First I want to thank you if you pay attention to my post. I apologize if it seems elementary to you, note that I searched a lot an answer before posting.
I have a particular informational framework where there are 3 events denoted A, B, C.
A= This guy is cool.
$\overline{A}$= This guy is not cool
B= Someone is here
$\overline{B}$= No one is here
C= He tells me if he is cool
$\overline{C}$= He does not tell me if he is cool
P(A), P(B) and P(C) are the probabilities associated with these events.
I assume that if the person who can advise me is not here, she cannot tell me something.

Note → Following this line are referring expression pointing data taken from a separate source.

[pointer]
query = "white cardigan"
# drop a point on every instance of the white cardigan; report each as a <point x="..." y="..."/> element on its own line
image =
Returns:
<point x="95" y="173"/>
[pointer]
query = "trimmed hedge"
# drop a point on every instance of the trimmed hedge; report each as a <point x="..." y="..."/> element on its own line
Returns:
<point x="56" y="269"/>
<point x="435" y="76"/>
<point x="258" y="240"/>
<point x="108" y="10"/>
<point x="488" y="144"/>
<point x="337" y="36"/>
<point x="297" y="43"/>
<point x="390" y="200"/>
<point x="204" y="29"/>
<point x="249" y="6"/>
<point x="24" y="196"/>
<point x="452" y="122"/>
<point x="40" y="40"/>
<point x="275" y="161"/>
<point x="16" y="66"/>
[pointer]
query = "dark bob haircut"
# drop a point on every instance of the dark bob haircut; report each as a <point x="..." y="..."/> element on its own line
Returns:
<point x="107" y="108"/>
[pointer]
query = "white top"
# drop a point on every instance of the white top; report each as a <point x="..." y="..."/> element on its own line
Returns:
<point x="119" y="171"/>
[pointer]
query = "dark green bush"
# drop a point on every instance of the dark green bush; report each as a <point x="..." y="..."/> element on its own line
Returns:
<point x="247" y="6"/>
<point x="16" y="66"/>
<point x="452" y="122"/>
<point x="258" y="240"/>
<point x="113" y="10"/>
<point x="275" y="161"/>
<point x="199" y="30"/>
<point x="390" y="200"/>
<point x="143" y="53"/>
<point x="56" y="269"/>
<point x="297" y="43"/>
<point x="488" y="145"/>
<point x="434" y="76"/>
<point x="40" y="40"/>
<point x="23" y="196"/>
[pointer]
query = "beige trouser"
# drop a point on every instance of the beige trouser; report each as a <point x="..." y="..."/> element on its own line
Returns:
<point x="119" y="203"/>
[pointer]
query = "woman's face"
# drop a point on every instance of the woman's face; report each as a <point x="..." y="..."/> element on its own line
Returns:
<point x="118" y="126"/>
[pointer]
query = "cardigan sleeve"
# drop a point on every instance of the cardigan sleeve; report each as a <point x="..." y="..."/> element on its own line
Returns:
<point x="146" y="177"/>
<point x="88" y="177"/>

What is the probability that this guy is cool given the fact that no one is telling me something?
I propose the following formula:
$P(A|\emptyset)=\frac{p(A\cap B \cap \overline{C})+p(A\cap\overline{B})}{P(\emptyset)}$
Where $P(\emptyset)=P(A\cap B \cap \overline{C})+P(\overline{A}\cap B \cap \overline{C})+p(\overline{B})$.
Knowing the Bayes rule the previous equation bothers me because it contains a kind of union between events on the numerator. Maybe this is because there is a kind of redundancy between event B and C. My question is, is it the correct formula to compute the conditional probability in this framework?
Thank you